La conducción en Perú se realiza a  base de claxon, como si hubiera una conexión entre este y los pedales: si el conductor frena, suena el claxon, si acelera, también. Tres horas de camino dan paras incontables acelerones y frenazos: nunca he visto más pavos volar para apartarse de nuestro paso, gallinas despegando como si fueran  albatros, chanchos, que es como llaman aquí a los cerdos: los hay enormes, rosados y lentos y pequeñitos con manchas oscuras y ágiles , apartándose y refunfuñando. Patos cenicientos y ruidosos con un reborde rojo carnoso en la base del pico y una extraña cresta, niños sucios que corretean sin temor al tráfico sujetándose con una mano los calzones que se les van cayendo mientras agitan la otra para decirnos adios, mujeres cargando canastas llenas de frutos silvestres y yuca, niñas acarreando haces de hierbas, hombres de  aspecto cansado con su inseparable machete al hombro,…y en dos ocasiones caballos, animal no muy frecuente por aquí según me decía el conductor. Y no me extraña pues de tan escuálidos y maltrechos que estaban, a su lado Rocinante hubiera parecido un apuesto corcel.

Toda esta carrera de obstáculos, agravada por el estado de la carretera, hizo que una de las niñas que viajaban atrás vomitara incontables veces y Diana tuviera que hacer de cuidadora y proveedora de bolsas y aire. Y yo no me escapé, en una de las innumerables curvas, al tiempo que el conductor esquivaba un coche de frente y me preguntaba algo sobre el trabajo en España, no pude mantener el tipo y también devolví mi desayuno a la naturaleza.

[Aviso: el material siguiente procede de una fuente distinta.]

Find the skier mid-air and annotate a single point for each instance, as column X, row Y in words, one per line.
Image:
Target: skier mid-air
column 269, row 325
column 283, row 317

La llegada a Nieva fue como llegar a la tierra prometida, saltamos rápidamente del coche, pagamos y nos despedimos del señor y de las niñas que venían desde Chiriaco con nosotras para subir inmediatamente a un mototaxi que nos sacudió como una coctelera sin piedad por una calle  de bolos hasta dejarnos en el lugar en el que habíamos quedado.
Santa María de Nieva, del distrito peruano del Amazonas, nos recibe con una larga calle en su mayor parte de bolos de río, escurridizos y ruidosos que a veces saltan como balas al paso del tráfico,  que acaba, ya convertida en pista de hormigón, en la Plaza de Armas, como se llaman aquí todas las plazas importantes de cada municipio. Algunas calles son más transitables pero la mayoría están sin asfaltar, y el piso de piedras y barro, se convierte en pista de deslizamiento y campo de obstáculos cada vez que llueve. Me recuerda a esas ciudades de las películas del oeste que se han construido en poco tiempo, sin ningún plan urbanístico ni normas; con una acera (cuando la hay) de maderas para evitar el barro, con negocios pequeños de venta de todo tipo de artículos, juguerías (donde te sirven zumos –o jugos- de sabores) con pequeñas mesas cubiertas por un hule de indefinido color y dibujo, tiendecitas de ropa con maniquíes descoloridos y de anatomías exageradas, vendedores callejeros de canastas de peces, puestos de marcianos y adoquines (chucherías para los niños), mujeres sentadas en el suelo que venden yuca,…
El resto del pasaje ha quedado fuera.